The use of proper statistical methods for data analysis is essential in life sciences. In this work, we present a combination of linear mixed models and time series analysis permitting the use of statistical inference when comparing chlorophyll contents in groups of time series that belong to different genotypes. Even though repeated measurements and longitudinal data are becoming more popular in life sciences as they can examine various effects through time, to our knowledge there is no standard methodology for comparing mean values of time points in different groups of time series. Especially when the time points examined are many, it is almost certain that autocorrelations will be present within time series and this is not considered for standard models. As a result, a combination of methods must be applied for valid statistical inference.

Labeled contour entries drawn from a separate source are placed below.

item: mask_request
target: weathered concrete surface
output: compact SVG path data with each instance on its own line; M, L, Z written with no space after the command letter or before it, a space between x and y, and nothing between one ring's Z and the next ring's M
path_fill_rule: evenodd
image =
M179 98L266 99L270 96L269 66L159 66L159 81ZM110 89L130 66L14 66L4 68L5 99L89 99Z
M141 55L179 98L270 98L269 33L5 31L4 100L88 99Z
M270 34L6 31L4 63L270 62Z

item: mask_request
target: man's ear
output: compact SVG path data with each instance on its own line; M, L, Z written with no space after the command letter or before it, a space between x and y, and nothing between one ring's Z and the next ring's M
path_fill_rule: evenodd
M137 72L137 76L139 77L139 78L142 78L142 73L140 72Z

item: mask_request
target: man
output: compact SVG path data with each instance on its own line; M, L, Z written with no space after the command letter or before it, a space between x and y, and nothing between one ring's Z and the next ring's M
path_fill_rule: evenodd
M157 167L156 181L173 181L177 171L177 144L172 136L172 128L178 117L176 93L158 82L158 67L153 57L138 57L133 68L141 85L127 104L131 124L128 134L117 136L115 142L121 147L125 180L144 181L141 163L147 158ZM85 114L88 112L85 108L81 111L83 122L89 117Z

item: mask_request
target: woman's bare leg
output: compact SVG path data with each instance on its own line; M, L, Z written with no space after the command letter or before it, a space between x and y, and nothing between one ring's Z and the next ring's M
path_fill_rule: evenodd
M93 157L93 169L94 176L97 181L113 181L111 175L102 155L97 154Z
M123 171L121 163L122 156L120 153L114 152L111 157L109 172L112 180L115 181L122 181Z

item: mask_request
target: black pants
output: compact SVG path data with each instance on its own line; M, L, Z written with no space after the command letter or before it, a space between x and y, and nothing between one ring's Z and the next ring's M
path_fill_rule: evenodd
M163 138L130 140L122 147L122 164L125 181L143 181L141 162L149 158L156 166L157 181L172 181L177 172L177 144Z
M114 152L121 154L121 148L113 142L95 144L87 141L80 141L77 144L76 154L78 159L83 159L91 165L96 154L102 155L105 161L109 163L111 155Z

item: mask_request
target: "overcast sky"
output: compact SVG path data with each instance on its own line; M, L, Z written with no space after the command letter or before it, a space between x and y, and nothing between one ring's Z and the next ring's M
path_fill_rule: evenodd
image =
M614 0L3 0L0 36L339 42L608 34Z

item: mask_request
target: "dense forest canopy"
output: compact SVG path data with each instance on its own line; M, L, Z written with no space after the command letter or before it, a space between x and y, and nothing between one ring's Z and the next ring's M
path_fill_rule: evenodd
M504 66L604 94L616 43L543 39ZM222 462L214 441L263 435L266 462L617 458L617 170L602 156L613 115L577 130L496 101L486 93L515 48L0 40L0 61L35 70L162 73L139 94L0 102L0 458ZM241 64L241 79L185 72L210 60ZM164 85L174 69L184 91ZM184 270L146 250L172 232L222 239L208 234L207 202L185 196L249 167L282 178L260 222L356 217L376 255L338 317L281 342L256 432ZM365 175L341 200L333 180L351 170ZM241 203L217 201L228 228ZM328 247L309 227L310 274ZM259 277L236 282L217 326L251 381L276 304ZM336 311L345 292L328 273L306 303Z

The results of the analysis combining linear mixed models and time series analysis models show that the proposed method can be a valuable tool to explore fast responses assayed using time series. More specifically, it was found that the significant differences between the wild type and Mutant 1 exist from 6 min to 102 min after the first measurement and between Mutant 1 and Mutant 2 from 2 min to 80 min after the first measurement. No significant difference was found between wild type and Mutant 2. In addition, the results without considering the autocorrelation are provided. These show that if we do not consider this, the results will be different, leading to false positive or/and false negative results.

For future research, it would be interesting to also apply this method under different conditions (stress, heat, etc.) for other phenotypic traits which will be more difficult due to the different dynamics that the genotypes might have under different treatments.